To: babyface00
Those fall under the banner of token political topics.
If more non-scientific problems were mentioned, then the reporter probably didn't feel the need to mention them. Remember, this is just an article, not a transcript of all the talks given.
14 posted on
08/13/2003 10:50:16 AM PDT by
NetOwl
To: NetOwl
"When he asked the audience of scientists to name the "most impossible problems facing us," they came up with: energy, water, selfishness, population, pollution, climate change, food, religion, wealth imbalance, health and war. "
Maybe the reporter's leaving something out, but he didn't say "name some...problems" he said "name the...problems".
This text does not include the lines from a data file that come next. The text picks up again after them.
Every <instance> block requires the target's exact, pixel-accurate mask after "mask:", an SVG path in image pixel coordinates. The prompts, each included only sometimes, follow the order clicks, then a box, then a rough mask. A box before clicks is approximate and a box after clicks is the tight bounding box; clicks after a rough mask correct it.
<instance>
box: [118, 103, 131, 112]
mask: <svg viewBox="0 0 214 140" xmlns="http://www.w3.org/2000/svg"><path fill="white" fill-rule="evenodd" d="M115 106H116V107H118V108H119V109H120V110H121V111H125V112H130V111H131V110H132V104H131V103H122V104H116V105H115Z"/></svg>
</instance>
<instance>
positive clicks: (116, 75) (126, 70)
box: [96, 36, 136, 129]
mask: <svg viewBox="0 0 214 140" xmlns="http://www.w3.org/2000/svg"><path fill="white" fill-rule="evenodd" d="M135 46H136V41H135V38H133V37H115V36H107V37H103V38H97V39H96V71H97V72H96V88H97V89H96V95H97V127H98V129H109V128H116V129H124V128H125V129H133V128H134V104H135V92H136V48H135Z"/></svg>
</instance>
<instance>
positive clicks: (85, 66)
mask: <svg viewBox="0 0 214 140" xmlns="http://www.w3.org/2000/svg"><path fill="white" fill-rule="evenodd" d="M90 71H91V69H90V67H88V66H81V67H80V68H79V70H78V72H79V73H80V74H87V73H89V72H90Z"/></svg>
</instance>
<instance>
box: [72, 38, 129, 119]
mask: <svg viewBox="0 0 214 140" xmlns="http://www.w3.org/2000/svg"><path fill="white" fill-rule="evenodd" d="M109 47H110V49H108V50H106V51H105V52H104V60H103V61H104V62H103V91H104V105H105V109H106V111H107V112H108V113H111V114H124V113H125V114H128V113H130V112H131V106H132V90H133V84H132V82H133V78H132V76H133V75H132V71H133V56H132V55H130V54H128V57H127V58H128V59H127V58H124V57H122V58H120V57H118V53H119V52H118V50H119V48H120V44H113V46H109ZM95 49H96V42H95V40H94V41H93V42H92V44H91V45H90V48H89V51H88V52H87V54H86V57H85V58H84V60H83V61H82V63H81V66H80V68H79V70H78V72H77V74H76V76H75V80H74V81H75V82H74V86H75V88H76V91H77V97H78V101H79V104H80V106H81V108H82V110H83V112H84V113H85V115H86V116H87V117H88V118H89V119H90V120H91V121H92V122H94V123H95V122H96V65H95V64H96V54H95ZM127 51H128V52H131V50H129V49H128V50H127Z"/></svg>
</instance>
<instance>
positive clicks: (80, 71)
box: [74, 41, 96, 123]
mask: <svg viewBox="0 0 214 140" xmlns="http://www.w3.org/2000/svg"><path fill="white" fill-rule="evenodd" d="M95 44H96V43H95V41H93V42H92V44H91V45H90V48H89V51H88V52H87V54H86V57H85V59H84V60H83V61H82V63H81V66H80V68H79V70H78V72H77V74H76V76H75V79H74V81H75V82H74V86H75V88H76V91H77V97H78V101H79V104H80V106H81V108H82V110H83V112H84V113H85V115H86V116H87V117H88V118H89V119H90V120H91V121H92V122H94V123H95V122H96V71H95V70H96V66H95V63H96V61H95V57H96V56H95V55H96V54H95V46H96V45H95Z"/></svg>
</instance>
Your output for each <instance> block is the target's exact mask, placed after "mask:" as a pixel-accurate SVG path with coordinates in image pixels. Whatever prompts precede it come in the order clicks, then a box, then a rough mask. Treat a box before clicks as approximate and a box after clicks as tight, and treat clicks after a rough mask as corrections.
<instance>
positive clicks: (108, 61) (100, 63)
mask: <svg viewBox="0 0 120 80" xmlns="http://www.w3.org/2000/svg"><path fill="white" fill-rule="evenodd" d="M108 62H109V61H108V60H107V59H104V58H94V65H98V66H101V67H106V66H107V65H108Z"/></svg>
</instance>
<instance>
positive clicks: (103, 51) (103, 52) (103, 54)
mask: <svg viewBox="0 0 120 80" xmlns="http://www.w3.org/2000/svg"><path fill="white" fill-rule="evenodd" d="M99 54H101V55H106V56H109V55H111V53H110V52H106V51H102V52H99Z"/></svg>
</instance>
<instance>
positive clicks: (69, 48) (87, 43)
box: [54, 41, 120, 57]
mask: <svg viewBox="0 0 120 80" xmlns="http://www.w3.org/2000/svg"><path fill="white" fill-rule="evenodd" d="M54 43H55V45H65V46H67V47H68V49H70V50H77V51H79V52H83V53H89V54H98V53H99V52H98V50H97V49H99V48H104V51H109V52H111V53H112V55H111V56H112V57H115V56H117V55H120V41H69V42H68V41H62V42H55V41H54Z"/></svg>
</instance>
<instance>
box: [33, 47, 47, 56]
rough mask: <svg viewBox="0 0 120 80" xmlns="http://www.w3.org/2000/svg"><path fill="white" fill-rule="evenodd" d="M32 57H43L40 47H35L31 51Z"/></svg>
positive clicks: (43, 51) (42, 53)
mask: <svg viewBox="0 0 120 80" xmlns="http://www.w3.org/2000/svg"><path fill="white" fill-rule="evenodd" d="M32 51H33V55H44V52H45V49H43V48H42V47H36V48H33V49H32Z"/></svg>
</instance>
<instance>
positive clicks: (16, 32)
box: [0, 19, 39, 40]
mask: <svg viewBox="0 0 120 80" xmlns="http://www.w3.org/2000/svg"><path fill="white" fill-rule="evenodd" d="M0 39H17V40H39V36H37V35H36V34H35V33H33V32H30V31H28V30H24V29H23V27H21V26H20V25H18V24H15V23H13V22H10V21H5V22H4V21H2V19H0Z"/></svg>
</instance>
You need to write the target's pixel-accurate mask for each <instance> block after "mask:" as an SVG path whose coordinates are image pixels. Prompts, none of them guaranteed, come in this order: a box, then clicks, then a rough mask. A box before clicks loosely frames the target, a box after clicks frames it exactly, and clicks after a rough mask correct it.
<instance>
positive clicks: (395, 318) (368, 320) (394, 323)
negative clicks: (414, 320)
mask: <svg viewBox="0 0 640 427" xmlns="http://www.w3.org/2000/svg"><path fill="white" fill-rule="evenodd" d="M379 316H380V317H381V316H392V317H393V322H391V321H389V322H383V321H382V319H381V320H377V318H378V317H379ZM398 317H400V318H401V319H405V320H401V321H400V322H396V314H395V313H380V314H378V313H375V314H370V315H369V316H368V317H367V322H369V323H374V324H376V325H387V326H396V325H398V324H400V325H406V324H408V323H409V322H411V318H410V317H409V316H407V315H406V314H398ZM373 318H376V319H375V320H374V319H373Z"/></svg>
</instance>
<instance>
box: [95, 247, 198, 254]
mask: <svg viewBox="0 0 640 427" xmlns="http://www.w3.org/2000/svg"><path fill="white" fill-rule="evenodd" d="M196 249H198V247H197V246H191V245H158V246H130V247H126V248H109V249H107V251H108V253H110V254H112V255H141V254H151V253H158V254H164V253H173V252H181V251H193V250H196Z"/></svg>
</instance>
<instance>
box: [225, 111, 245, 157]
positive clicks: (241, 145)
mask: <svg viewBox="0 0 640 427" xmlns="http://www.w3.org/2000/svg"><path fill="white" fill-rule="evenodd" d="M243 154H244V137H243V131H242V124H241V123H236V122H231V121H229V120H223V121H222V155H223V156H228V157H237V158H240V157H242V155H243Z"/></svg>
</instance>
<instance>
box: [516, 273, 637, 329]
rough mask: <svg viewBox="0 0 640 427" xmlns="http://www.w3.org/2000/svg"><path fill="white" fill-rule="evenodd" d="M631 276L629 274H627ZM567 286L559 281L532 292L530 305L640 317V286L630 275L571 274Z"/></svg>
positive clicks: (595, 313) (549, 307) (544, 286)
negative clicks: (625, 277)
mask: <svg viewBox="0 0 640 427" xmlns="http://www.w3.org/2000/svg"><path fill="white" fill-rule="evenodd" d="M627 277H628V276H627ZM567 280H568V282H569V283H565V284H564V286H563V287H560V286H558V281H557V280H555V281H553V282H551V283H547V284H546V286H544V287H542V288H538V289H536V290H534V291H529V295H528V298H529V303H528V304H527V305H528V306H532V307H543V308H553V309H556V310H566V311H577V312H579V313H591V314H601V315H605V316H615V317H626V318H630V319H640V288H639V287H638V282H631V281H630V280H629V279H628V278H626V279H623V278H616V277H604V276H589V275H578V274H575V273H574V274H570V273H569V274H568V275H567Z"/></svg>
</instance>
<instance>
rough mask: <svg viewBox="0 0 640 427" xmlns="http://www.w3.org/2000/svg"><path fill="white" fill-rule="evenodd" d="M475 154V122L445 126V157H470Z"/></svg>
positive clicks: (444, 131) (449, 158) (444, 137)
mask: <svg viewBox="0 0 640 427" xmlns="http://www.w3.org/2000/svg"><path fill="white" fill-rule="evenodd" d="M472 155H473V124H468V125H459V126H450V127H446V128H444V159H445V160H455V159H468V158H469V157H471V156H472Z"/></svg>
It's not just religion and selfishness, its all of the problems:
energy - we've go enough to last centuries, if we could just get the envirowackos out of the way - hardly an impossible problem
water - it might be a problem longterm, but hardly insurmountable
population - debunked extensively
pollution - largely solved in the industrialized world
climate change - debunked extensively
wealth imbalance - only in communist/socialist countries
health - we're all living longer and healthier than ever in the history of mankind
war - what few, short wars we have are conducted with surgical precision to result in levels of peripheral damage unimaginable just short decades ago. Compare that to say the early and mid 20th century, or the early 19th century.
Most of these aren't even problems and certainly none are "impossible" I'd hate to fly in a plane these geniuses were responsible for designing. Maybe they should concentrate on figuring out where socks go in the dryer.